And what is it you do again?

You “Great, so you work with proteins…you and a million other scientists.”
I “Considering the number of proteins out there, that’s a nice rough estimate. You should major in statistics”
I ” Before you reply, did you know a major in statistics is, by far, one of the least popular majors around? I heard this from an MIT student.”

You “…”

So what is it I do again?

Simple!

Centrin, a calcium binding protein, regulated by phosphorylation and calcium is found to be essential in centrosomal duplication during cell division. Centrin undergoes structural changes that occur upon phosphorylation of the protein and its subsequent interaction with other proteins such as Sfi1.

So what’s the overall importance of this fact?

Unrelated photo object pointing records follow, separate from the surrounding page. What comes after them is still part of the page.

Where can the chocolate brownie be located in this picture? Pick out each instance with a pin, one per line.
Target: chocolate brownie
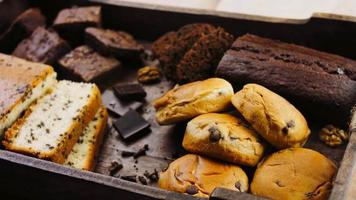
(185, 39)
(201, 60)
(71, 22)
(84, 64)
(109, 42)
(312, 78)
(44, 46)
(21, 27)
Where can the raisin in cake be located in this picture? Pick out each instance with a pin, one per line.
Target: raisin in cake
(50, 128)
(21, 83)
(109, 42)
(44, 46)
(84, 153)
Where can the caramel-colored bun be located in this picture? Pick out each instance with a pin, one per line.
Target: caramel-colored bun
(193, 99)
(225, 137)
(199, 176)
(273, 117)
(294, 174)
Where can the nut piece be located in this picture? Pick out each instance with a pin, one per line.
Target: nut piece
(333, 136)
(148, 74)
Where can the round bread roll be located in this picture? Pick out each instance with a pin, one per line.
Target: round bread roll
(225, 137)
(293, 174)
(193, 99)
(273, 117)
(199, 176)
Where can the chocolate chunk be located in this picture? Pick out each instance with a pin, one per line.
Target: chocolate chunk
(131, 178)
(115, 167)
(215, 134)
(117, 106)
(129, 91)
(192, 190)
(131, 124)
(142, 180)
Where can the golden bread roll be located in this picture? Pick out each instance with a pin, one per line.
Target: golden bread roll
(193, 99)
(199, 176)
(225, 137)
(294, 174)
(273, 117)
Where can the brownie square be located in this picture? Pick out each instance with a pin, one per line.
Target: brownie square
(21, 27)
(44, 46)
(84, 64)
(110, 42)
(71, 22)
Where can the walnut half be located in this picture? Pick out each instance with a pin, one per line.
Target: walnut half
(333, 136)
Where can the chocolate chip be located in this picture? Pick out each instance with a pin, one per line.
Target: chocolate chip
(215, 134)
(192, 190)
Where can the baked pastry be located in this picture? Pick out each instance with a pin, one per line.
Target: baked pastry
(273, 117)
(175, 46)
(84, 64)
(21, 83)
(224, 137)
(201, 60)
(44, 46)
(21, 27)
(199, 176)
(71, 22)
(192, 99)
(318, 82)
(109, 42)
(85, 151)
(294, 173)
(50, 128)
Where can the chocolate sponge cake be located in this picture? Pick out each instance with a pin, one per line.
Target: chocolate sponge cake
(44, 46)
(201, 60)
(314, 79)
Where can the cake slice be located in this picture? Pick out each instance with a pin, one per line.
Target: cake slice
(50, 127)
(21, 82)
(85, 151)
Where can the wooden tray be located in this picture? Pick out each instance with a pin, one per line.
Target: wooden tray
(28, 177)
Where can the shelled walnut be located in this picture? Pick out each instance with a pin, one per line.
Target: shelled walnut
(148, 74)
(333, 136)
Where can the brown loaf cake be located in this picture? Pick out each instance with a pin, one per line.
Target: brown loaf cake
(311, 78)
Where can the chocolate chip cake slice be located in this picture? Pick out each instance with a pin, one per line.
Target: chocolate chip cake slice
(44, 46)
(84, 153)
(50, 128)
(21, 83)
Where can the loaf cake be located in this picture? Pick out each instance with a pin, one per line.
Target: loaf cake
(85, 151)
(109, 42)
(199, 176)
(21, 27)
(71, 22)
(84, 64)
(21, 83)
(44, 46)
(50, 128)
(311, 78)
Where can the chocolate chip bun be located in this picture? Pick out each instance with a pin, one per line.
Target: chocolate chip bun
(273, 117)
(225, 137)
(294, 174)
(192, 99)
(199, 176)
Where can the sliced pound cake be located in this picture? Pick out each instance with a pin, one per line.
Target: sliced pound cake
(84, 153)
(50, 128)
(21, 82)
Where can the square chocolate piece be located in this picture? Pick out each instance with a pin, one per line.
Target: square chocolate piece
(84, 64)
(44, 46)
(129, 91)
(131, 124)
(71, 22)
(109, 42)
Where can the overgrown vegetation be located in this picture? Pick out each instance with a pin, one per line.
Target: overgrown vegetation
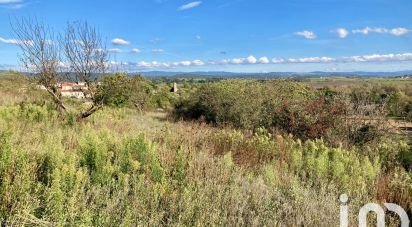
(124, 167)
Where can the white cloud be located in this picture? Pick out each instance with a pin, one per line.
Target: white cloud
(120, 42)
(278, 60)
(251, 60)
(136, 50)
(114, 50)
(399, 31)
(158, 50)
(264, 60)
(190, 5)
(342, 32)
(306, 34)
(394, 31)
(198, 62)
(380, 57)
(18, 42)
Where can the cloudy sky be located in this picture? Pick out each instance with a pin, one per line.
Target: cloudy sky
(233, 35)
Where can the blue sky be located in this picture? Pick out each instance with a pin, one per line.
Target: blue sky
(233, 35)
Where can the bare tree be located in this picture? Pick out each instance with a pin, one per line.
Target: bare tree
(40, 55)
(87, 56)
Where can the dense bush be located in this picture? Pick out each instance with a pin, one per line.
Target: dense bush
(289, 106)
(121, 90)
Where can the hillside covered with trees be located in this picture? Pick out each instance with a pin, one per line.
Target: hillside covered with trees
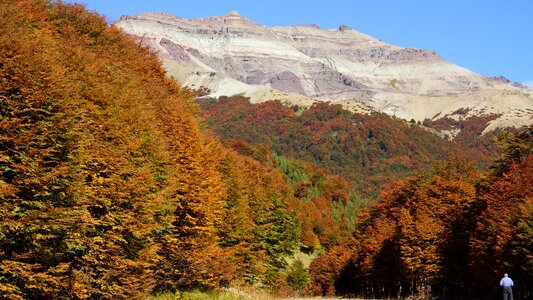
(116, 184)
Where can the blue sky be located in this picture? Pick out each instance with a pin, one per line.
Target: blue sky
(491, 37)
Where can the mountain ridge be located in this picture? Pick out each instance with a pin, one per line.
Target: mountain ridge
(300, 64)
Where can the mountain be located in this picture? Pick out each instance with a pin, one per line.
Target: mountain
(230, 55)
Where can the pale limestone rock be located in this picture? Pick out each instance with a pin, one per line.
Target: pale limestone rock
(299, 64)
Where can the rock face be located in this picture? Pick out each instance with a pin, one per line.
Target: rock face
(232, 55)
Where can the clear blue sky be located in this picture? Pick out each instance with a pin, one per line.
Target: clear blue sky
(491, 37)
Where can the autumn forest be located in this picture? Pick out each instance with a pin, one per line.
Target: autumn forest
(117, 183)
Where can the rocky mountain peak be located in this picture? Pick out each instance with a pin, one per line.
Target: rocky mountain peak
(234, 13)
(232, 55)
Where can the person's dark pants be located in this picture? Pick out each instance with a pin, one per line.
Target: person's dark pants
(507, 293)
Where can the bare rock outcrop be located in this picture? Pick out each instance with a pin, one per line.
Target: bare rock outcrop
(303, 63)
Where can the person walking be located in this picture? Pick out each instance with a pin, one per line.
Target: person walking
(506, 283)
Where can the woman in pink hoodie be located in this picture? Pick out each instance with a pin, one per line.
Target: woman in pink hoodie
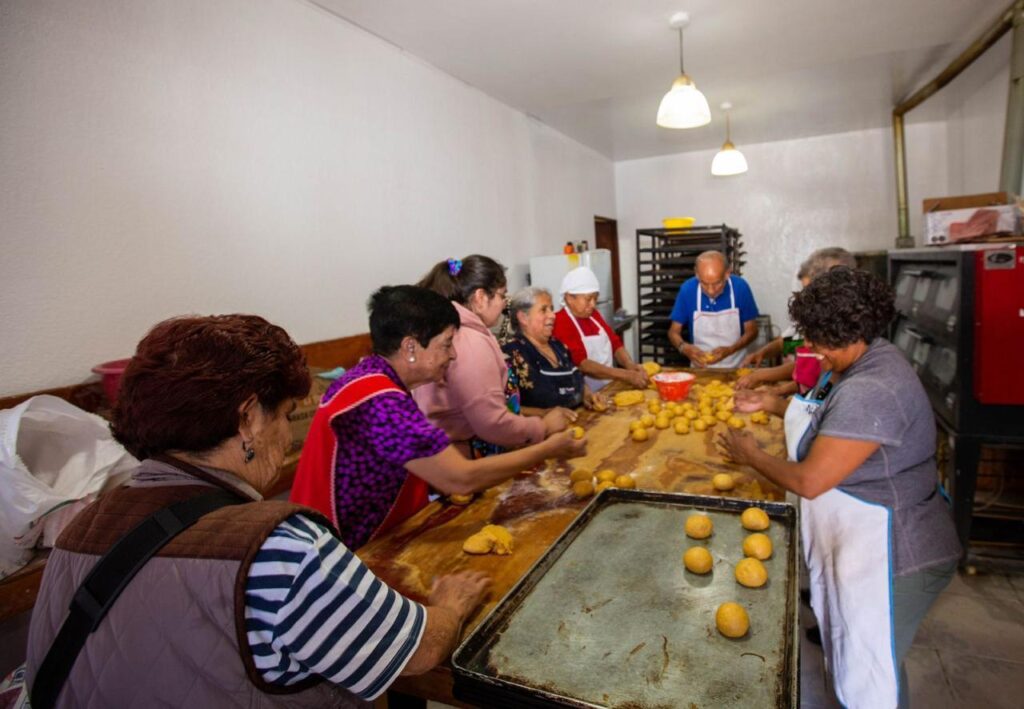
(476, 405)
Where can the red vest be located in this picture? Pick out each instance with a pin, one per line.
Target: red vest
(315, 478)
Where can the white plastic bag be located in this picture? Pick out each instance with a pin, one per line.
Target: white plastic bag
(54, 459)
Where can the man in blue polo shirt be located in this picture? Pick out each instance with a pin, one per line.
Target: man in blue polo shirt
(718, 311)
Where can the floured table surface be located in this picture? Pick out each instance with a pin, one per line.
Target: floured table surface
(538, 506)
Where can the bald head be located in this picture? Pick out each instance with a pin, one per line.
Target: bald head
(712, 269)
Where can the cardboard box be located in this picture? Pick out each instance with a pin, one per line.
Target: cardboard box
(990, 199)
(964, 224)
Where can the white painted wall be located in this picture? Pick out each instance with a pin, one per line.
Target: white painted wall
(798, 196)
(160, 158)
(976, 105)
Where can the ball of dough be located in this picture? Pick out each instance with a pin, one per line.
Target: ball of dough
(698, 527)
(723, 482)
(583, 489)
(758, 545)
(752, 573)
(581, 474)
(697, 559)
(731, 620)
(626, 482)
(755, 519)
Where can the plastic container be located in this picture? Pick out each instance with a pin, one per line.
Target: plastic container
(678, 221)
(673, 386)
(111, 373)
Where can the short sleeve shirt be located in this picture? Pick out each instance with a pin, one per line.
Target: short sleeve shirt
(376, 440)
(543, 384)
(314, 611)
(686, 302)
(567, 334)
(880, 399)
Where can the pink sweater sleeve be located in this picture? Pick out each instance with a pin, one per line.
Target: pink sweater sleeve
(476, 388)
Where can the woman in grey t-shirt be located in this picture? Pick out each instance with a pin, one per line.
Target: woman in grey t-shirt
(879, 539)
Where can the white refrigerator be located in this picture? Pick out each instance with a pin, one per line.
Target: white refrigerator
(548, 272)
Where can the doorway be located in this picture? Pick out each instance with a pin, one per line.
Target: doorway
(606, 237)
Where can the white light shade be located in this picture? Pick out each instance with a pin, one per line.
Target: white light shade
(729, 161)
(683, 106)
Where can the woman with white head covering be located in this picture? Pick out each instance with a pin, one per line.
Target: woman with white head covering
(594, 346)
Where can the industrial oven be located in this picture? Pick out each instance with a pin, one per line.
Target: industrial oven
(961, 323)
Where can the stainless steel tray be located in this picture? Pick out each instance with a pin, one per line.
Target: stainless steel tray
(609, 617)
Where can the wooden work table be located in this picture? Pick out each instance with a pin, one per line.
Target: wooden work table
(538, 505)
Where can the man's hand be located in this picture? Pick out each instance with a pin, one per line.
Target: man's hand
(738, 446)
(697, 357)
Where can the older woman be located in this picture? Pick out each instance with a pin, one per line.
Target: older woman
(594, 346)
(544, 368)
(879, 539)
(477, 404)
(256, 603)
(372, 455)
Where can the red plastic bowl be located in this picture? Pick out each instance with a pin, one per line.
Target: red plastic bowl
(673, 386)
(111, 373)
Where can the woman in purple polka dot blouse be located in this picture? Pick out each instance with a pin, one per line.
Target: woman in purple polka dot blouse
(371, 452)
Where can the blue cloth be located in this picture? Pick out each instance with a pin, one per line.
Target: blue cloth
(686, 300)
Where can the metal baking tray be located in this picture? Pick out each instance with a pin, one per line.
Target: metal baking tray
(609, 617)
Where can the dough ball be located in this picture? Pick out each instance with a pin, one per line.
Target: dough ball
(752, 573)
(731, 620)
(581, 474)
(698, 527)
(758, 545)
(697, 559)
(479, 543)
(755, 519)
(583, 489)
(723, 482)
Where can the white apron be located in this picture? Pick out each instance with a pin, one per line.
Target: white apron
(848, 550)
(598, 349)
(713, 330)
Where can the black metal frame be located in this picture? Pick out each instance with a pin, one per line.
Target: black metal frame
(665, 260)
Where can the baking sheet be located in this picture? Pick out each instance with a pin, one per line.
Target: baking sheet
(610, 617)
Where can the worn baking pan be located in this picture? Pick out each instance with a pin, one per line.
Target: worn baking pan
(609, 617)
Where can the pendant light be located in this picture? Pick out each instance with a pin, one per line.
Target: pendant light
(683, 106)
(729, 161)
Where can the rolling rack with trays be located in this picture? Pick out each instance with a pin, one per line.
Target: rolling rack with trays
(666, 257)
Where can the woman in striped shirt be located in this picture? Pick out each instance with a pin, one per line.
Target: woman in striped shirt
(257, 602)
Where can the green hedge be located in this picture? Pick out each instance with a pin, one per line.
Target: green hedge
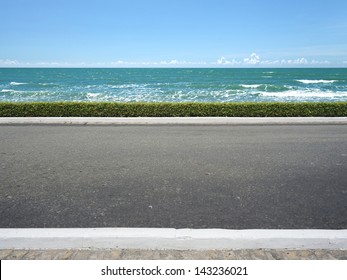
(165, 109)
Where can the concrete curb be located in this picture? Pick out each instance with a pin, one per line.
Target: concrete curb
(178, 120)
(174, 239)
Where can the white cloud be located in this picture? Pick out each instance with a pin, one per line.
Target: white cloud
(8, 62)
(224, 61)
(253, 59)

Well, it turns out that hcentrin proteins (short for human centrin) have been found to manifest on a larger scale during cell division of non-viable cells (cancerous cells in this particular case).
So why do we see such an increase in the number of hcentrin proteins, as compared to the small amount present for viable cell division?

Good question…
We do not know, but we’re terribly excited to find out!
Where do we start from though?

Well, Our research is primarily focused on protein structure and dynamic studies. We wish to perform biophysical analyses on our proteins of interest in order to elucidate the interactions these have with other proteins such as hsfi1, which we’ve found interacts with hcentrin. But besides understanding how this interaction takes place, we’re also interested in observing those conformational changes these proteins undertake. This could serve useful for future drug design experiments, as a reference tool for other centrosomal proteins studies, etc…

Convincing, maybe?
I’ll endeavor to by the end of this year

I’ve recently been purifying hsfi1 protein pellet samples that are expressed in the lab. For this particular protein I use an affinity column. The idea behind this procedure consists of the following:

The protein is expressed in a fermentor (you know…you take the vector [plasmid] and you insert that gene of interest you wish your E. Coli cell to express. In this case, it would obviously be hsfi1. Once the cell density increases inside the fermentor, and a satisfying amount of protein is estimated to have been expressed, these pellets end up in my hands and I take care of actually digging inside these pellets on a hunt for protein. But wait! These proteins in particular are GST tagged (this term will make sense in a minute). Consequently, when we transfer our sonicated pellet through the affinity column, this one contains a matrix which active composition I cannot recall at the moment, that binds GST tagged hsfi1 to the column. It separates it from the rest of the protein soup, none of it which contains any GST and can not therefore bind to the affinity column (remember this protein came right our of a cell, filled with everything from a golgi apparatus, to an endoplasmic reticulum, lipids, etc…multiply all those organs by a couple of thousands, a large number of proteins, and quite a bigger number of everything else a cell could possibly hold, and you got yourself quite a job). Once separated, you will most likely use other purification methods that might include other chromatographic columns (must not forget to cut that GST tag out of the protein once done with it..hooray for enzymes!).

Anything else?

I’ve recently been working with two synthetic hsfi1 protein domains (p10, p21). I’m currently using circular dichroism to measure their optical activity (in other words, an analysis of their secondary structure). By measuring them independently, and also interacting with centrin (protein-protein complexes), I can see any structural changes from either protein (random coiled, alfa helix, beta sheet, etc…) We also use calorimeters (DSC, ITC), Infra-red, etc. I have yet to work with these other instruments though. I believe I might start with DSC and infrared shortly. We shall see.

I think I work at an amazing lab. The research we do is absolutely incredible! I’ll let you in a little on protein cristallyzation (did I spell that right?) at our lab soon. A group is non-existent without its leader. I think I did the right thing in choosing my leader (Prof. Belinda Pastrana).